Ø  By requiring freedom within and equality between groups, Kymlicka's approach may fall into the same trap that Mill and Marx did. Some have questioned on what basis liberal emphases on individual rights could be forced on cultures that do not have such a tradition.
Ø  Kymlicka argues that liberals cannot force such traditions on other countries, and should go easy on attempting to enforce such individual rights in national minorities. However, for ethnic groups that voluntarily come to a liberal, democratic country, and who wish to integrate into such a society, requiring recognition of individual rights in these groups does not seem unreasonable. In fact, rights such as those in the Charter may generally be supported by such immigrant, ethnic groups and individuals in those groups.

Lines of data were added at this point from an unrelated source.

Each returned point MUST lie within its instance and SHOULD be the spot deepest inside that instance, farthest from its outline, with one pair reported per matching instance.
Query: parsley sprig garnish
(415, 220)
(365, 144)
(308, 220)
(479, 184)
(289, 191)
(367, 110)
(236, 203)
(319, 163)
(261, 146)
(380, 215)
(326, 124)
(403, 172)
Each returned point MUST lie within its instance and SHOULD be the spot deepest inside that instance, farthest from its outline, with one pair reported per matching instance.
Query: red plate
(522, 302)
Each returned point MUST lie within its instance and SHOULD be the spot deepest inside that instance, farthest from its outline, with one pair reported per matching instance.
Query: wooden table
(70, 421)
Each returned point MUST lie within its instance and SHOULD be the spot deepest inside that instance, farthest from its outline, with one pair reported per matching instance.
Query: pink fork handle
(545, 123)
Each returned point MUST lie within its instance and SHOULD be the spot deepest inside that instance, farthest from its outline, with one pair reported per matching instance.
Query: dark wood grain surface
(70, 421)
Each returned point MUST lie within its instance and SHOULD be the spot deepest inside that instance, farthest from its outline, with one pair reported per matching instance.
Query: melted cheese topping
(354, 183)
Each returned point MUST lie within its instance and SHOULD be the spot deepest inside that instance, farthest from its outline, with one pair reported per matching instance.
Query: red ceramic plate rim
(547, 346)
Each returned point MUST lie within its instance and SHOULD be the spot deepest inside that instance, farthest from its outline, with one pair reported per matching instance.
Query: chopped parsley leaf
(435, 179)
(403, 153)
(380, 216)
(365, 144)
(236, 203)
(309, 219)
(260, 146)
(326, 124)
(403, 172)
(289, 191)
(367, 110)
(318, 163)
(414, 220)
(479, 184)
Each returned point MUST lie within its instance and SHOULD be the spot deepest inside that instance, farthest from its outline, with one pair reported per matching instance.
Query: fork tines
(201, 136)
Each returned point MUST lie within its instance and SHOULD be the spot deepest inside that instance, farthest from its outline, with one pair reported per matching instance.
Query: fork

Solidarity and social unity in the nation state: Chapter 9 deals with these issues, and may seem to be a pessimistic conclusion to an otherwise optimistic approach. For ethnic groups, integration is key, and many newcomers are among the most committed citizens. In Canada, through multiculturalism, these newcomers are tolerant of and welcome diversity, and seek to work to create a better society.

·         With respect to ethno cultural minorities, Kymlicka is very optimistic in terms of creating a shared civic identity.
·         Where he is more pessimistic is with respect to national minorities. While he supports group rights for these, he also recognizes that these rights are inherently divisive, are not integrative, and do not support the same sense of shared civic identity.
·         Kymlicka does note though that as a liberal, if a group wishes to separate, and members of the group consider that this improves their situation, the liberal solution would be to permit or encourage separation.
·         Finally, Kymlicka notes that the shared identity associated with the nation state may be difficult to develop in a multination, polyethnic state like Canada. In fact, he refers to Canada as having a situation of deep diversity, with diverse cultural groups and diverse ways of belonging. He presents no magic solution or national goals, but argues that we have to work at developing the sense of shared identity if we want Canada to stay intact.